I have a friday afternoon ritual. At about
3.30, I meet with one my of colleagues. Over a coffee and a cake we
carry out our screening of the new Occupational Deafness cases that have
come in during the course of the week. This is not a Friday afternoon ‘easy job’.
It is hard work.
Before we
even look at them there has to be professionally prepared audiometry. If any of
those tests are questionable the case is rejected. We then look at numerous
other factors including the nature and dates of the exposure, the provision of
hearing protection, limitation, the number of employers etc. Only the best
cases survive the exercise. We reject about 70% of the cases that we screen.
I spoke at
a conference in Liverpool last year on this
very subject. From what I could tell, most experienced practitioners adopt a
similar approach.
It seems, however,
that the insurance industry would have us believe otherwise. According to a
press release this week, Aviva allege that lawyers are actually interested in
pursuing hopeless cases. They say that too many cases are submitted by ‘opportunistic
personal injury lawyers’. They go on to make the remarkable assertion that lawyers
need to be deterred from submitting – ‘weak cases they know are likely
to fail’. They call for a clampdown on ‘spurious’ claims.

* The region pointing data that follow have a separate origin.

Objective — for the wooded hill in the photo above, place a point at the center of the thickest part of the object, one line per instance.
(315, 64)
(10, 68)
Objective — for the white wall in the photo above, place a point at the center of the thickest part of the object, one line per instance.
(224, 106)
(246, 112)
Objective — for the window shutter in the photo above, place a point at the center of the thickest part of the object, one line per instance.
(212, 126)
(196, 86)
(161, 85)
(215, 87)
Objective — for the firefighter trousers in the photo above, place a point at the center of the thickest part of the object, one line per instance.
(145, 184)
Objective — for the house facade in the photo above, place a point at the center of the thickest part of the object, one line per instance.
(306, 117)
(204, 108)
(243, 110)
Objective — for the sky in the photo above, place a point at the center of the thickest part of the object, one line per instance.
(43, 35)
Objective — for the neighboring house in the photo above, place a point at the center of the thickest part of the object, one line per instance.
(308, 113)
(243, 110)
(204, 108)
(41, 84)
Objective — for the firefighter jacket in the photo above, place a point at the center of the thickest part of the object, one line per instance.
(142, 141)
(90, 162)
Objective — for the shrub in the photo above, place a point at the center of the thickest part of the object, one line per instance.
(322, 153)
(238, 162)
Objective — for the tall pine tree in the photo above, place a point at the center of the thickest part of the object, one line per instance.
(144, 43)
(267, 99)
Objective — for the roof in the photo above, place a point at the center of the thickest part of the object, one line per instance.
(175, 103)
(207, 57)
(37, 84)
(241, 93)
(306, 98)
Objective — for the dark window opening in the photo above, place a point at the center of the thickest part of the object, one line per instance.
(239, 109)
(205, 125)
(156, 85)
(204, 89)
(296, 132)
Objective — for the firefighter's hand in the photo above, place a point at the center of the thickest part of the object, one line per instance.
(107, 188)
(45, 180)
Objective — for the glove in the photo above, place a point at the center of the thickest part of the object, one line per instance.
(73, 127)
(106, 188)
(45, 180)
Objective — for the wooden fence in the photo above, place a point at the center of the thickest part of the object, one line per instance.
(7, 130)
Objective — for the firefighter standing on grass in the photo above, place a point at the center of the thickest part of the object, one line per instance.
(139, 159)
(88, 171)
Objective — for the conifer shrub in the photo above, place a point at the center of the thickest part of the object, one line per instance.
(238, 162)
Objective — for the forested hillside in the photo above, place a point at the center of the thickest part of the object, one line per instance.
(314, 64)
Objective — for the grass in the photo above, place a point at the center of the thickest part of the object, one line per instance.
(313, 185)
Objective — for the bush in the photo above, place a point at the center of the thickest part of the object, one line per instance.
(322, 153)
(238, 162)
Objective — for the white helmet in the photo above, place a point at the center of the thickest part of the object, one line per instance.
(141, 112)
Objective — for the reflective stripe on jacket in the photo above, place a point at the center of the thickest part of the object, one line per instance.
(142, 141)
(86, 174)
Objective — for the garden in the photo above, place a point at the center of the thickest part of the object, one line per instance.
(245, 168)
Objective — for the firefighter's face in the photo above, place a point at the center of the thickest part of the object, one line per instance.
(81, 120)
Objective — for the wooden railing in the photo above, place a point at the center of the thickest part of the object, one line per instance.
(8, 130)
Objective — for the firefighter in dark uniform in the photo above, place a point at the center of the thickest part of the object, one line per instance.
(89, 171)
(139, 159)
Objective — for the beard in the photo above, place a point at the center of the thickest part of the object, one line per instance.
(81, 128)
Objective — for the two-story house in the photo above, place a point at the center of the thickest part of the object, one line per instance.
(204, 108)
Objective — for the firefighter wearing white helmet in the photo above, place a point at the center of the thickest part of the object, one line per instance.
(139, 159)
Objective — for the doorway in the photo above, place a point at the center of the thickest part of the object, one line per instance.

This is of course complete nonsense. These cases have to be
pursued on a no win no fee basis. There is no other way that a victim can
secure justice. For obvious reasons, lawyers will only pursue cases with at
least a reasonable chance of success. Why on earth would we have any interest
in running case that we ‘know are likely to fail?’ Or to put it more bluntly -
why would we ever want to run cases for which we do not have a cat in hell’s
chance of getting paid? This is why cases are so carefully screened. To do
otherwise would be commercial suicide.
Aviva and their insurance colleagues are not trying to clamp
down on ‘spurious’ claims. They are trying to get rid of all claims. They want
to persuade their political allies to introduce procedures that will make it virtually
impossible to pursue most cases. They did this very effectively in motor
accident cases and have now moved on to another agenda. And they will go to
great lengths to deter claimants.
EAD settled one claim last year after a long and very
expensive battle with insurers. It was a genuine claim but was of modest value.
It is fair to say that they threw the kitchen sink at this poor claimant. It
became a war of attrition. Any point that could be taken was taken. The case
came within an inch of trial when it finally settled for just under £4k. Two
years earlier, we had put forward a proposal to settle at £4.5k. The legal
costs were
eventually agreed at £69k. They were so high because the
claimant had been made to fight to the end. The insurers did not even try to
argue that the costs were disproportionate.
They did all of this in the hope that the claimant would
give up. And presumably to send a message out that you ‘don’t mess with us’!
Try telling this client that insurers acknowledge that genuine claimants
deserve compensation.
This is going to be the next battle ground and it will not
be long before the Minister of Justice starts to come out with similar
rhetoric.
The only hope is that the election will see a different
government and one which sees the value and not simply the price of justice.